Mildred claimed to have had several visits from her dead husband and she wanted Frida Mae to provide a protection potion. When that didn’t work, she returned to the voodoo shop and demanded her money back. Instead of returning her money, Frida Mae talked Mildred into investing in more powerful potions. Frida Mae went on to say that Mildred was convinced her husband was coming back to life. She wanted to make sure he stayed dead because she hated the bastard. She purchased another potion made to pour over Frank’s tomb. She also hired Frida Mae to perform a ritual over it. The event took place about two weeks ago at midnight when the moon was full. The next night Frank made another ghostly appearance and this time he told his widow that he planned to drag her to hell with him.

The practice of voodoo is fascinating, but unlike Marie Laveau, who practiced both voodooism and Catholicism, I’m sticking with the latter. One religion is all I can handle.
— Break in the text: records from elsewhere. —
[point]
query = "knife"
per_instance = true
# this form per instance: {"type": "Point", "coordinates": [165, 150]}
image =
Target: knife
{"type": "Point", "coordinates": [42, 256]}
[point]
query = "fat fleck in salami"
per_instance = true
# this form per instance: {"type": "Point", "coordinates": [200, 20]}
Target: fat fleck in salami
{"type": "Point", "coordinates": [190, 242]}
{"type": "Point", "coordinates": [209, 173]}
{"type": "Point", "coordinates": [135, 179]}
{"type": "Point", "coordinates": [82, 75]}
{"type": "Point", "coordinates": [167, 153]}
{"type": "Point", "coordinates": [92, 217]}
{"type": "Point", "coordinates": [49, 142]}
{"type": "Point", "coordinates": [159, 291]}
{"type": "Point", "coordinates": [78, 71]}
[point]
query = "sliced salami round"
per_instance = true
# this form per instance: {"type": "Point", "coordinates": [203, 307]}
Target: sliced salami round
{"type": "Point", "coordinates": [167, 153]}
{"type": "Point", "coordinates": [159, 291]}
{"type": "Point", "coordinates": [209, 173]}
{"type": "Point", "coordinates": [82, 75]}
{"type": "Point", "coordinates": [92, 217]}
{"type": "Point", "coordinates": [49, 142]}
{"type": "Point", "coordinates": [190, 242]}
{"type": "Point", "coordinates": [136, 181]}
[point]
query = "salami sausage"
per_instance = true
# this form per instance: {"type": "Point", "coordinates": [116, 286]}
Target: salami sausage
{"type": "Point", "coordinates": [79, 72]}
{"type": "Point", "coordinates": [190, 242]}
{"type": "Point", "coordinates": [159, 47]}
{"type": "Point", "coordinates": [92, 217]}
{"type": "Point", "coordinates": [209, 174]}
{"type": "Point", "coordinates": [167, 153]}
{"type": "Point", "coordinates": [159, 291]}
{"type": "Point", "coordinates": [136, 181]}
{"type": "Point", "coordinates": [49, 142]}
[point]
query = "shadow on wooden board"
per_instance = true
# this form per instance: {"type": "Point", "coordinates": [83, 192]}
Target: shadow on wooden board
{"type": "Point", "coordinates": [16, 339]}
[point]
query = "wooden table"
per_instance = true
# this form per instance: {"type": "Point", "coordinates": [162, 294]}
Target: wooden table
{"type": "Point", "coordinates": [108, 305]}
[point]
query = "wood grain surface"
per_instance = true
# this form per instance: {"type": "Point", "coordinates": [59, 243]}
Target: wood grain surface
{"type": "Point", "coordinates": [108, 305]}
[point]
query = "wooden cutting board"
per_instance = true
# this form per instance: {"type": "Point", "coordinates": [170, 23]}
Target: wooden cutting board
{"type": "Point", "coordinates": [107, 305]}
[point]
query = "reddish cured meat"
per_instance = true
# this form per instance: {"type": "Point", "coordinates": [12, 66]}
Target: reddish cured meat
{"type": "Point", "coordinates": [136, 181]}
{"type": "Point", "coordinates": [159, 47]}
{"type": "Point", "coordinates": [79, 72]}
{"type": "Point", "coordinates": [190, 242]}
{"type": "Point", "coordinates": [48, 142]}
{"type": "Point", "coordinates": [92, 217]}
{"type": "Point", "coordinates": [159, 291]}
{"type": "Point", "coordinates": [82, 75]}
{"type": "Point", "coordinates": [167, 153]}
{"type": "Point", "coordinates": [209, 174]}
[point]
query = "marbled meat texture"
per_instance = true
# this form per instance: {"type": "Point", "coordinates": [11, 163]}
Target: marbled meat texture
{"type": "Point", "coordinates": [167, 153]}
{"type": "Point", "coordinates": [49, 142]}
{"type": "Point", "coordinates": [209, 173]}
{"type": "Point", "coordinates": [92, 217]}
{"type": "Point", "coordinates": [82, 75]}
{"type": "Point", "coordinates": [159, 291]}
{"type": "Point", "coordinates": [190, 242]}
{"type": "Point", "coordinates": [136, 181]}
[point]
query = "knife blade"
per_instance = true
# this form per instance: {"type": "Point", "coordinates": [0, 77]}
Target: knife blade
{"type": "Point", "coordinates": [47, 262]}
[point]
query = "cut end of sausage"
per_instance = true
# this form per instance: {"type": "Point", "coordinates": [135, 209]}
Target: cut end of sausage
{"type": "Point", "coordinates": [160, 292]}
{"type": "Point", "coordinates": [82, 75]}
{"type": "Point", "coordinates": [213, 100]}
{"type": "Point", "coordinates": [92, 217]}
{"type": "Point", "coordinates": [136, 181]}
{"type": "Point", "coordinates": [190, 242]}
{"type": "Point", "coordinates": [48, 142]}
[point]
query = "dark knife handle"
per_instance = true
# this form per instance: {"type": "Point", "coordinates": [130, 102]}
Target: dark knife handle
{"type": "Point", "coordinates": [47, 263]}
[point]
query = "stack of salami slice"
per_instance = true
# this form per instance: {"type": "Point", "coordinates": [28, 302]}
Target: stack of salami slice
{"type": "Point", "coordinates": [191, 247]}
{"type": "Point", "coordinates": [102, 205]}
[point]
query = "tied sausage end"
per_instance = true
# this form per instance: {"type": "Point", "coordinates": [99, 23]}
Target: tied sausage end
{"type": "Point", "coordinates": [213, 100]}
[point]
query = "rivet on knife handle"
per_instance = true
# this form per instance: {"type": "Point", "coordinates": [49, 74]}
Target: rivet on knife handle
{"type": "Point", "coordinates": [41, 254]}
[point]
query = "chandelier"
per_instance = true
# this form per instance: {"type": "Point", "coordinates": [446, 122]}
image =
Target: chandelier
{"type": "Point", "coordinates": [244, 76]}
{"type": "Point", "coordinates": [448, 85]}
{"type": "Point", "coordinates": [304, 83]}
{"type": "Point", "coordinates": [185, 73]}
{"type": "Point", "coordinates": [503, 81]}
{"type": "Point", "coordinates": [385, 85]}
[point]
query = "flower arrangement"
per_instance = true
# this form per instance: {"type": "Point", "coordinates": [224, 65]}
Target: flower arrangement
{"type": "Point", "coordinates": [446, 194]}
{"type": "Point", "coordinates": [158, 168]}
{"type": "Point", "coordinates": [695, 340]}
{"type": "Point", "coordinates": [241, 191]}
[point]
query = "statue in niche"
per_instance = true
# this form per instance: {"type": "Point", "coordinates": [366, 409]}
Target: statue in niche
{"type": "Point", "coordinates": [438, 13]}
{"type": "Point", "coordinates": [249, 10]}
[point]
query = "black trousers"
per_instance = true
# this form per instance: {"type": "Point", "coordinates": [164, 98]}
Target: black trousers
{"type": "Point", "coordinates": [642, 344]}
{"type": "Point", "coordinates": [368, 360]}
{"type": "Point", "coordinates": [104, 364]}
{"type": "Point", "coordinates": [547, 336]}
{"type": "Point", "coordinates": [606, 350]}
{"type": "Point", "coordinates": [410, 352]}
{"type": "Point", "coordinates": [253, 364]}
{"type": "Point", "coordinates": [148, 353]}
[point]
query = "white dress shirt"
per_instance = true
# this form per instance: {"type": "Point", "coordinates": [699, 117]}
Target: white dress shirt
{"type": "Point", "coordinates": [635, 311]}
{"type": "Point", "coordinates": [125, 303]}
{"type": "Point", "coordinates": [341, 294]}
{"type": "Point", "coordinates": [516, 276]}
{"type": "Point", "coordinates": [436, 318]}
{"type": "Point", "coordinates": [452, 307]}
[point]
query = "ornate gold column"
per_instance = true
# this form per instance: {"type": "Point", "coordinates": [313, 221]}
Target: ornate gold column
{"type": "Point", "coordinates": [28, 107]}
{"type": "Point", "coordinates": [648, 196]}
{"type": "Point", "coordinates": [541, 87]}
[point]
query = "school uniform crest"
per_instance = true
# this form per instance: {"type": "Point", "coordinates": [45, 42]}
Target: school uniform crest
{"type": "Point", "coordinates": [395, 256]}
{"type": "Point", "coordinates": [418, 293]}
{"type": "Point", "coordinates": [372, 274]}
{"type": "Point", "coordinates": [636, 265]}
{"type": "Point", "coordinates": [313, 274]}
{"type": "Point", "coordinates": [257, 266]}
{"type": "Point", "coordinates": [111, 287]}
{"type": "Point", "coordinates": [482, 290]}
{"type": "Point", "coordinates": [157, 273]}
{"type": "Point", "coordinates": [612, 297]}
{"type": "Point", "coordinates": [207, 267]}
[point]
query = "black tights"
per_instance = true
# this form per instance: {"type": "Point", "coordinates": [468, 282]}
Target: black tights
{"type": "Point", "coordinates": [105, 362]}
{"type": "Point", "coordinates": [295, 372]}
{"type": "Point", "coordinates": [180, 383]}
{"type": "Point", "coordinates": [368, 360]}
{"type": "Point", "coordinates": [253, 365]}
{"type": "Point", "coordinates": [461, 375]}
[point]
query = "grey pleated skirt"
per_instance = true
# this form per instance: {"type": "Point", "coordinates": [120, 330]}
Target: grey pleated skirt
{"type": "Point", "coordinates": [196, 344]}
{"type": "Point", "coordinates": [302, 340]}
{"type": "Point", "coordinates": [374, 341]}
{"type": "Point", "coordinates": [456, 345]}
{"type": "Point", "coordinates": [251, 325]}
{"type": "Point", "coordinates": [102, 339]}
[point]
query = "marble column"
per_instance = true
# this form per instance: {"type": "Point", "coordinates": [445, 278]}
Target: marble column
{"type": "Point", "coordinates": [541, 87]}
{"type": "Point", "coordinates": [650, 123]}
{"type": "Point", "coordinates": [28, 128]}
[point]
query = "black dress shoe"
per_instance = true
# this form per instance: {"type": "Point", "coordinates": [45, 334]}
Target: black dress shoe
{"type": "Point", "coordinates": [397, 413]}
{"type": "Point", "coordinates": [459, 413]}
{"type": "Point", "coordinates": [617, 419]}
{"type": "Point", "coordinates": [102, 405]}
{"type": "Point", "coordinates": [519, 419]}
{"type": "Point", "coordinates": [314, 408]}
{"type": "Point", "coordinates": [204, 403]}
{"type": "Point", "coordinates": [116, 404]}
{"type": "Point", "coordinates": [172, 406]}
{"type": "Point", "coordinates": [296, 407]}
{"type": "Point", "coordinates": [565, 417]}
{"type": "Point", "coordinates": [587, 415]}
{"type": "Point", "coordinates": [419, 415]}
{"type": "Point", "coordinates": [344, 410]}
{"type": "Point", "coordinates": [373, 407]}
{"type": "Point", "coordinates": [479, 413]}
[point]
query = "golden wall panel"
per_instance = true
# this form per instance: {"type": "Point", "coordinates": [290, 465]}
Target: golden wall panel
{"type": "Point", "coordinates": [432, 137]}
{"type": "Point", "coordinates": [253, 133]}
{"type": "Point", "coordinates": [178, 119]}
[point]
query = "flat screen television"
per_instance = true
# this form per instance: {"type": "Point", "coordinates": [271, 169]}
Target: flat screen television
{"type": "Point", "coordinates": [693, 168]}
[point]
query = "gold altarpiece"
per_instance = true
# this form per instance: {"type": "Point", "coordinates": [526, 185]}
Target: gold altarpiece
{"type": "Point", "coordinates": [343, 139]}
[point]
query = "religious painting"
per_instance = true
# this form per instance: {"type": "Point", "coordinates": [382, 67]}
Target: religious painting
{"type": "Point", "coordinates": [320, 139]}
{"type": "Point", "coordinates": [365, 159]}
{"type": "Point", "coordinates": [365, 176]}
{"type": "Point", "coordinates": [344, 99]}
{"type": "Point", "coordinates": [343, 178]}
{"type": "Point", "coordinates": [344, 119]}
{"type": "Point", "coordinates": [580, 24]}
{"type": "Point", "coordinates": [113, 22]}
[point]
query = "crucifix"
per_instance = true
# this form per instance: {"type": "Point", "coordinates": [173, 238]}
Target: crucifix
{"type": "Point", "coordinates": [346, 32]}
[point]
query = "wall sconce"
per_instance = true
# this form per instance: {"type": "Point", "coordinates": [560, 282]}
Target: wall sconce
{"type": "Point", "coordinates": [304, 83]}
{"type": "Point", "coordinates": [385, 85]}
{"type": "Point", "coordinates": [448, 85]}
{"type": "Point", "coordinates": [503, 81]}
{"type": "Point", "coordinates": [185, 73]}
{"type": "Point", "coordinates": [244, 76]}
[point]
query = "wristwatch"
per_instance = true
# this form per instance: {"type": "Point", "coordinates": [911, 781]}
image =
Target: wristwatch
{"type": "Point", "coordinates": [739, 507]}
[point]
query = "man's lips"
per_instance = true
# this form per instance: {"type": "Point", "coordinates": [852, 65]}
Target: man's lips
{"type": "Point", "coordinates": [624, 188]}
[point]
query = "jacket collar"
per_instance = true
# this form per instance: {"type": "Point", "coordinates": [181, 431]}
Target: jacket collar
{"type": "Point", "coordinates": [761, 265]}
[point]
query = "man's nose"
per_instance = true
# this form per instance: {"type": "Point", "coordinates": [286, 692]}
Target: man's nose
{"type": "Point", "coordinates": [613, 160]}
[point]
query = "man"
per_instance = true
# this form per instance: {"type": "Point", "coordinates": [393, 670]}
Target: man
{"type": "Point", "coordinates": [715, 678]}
I’m now working on book number seven. This one is set in a historic hotel in a German town south of Austin. The hotel is purported to be haunted, and I’m looking forward to what I might dig up this time.

Look for Murder at the Pontchartrain, book six, in the Sydney Lockhart Mystery Series, out this June. For everyone who preorders a copy of Murder at the Pontchartrain, I will give you a sneak preview of all the places Sydney ends up while she’s in the Big Easy. And if you know Sydney, you know she’s not seeing the sights on a streetcar with the other tourists.


Kathleen Kaska is the author of the awarding-winning mystery series: the Sydney Lockhart Mystery Series set in the 1950s and the Kate Caraway Animal-Rights Mystery Series. Her first two Lockhart mysteries, Murder at the Arlington and Murder at the Luther, were selected as bonus books for the Pulpwood Queen Book Group, the country’s largest book group. She also writes mystery trivia, including The Sherlock Holmes Quiz Book. Her Holmes short story, “The Adventure at Old Basingstoke,” appears in Sherlock Holmes of Baking Street. She is the founder of The Dogs in the Nighttime, the Sherlock Holmes Society of Anacortes, Washington, a scion of The Baker Street Irregulars.

Kathleen is the owner of Metaphor Writing Coach. She coaches new and emerging writers and helps them discover their unique voices, and guides them as they learn the craft of writing and the art of storytelling. Kathleen also edits manuscripts and advises writers on how to look for the right publisher.


5 thoughts on “Digging Up a Story: Weaving Fact into Fiction by Kathleen Kaska”

  1. I’m a big fan of Sydney Lockhart, and Kathleen Kaska. I also am emotionally attached to New Orleans and all the cultural aspects of that city. Murder at the Pontchartrain is right up my alley. Thanks for the interview, Kathleen and Debra.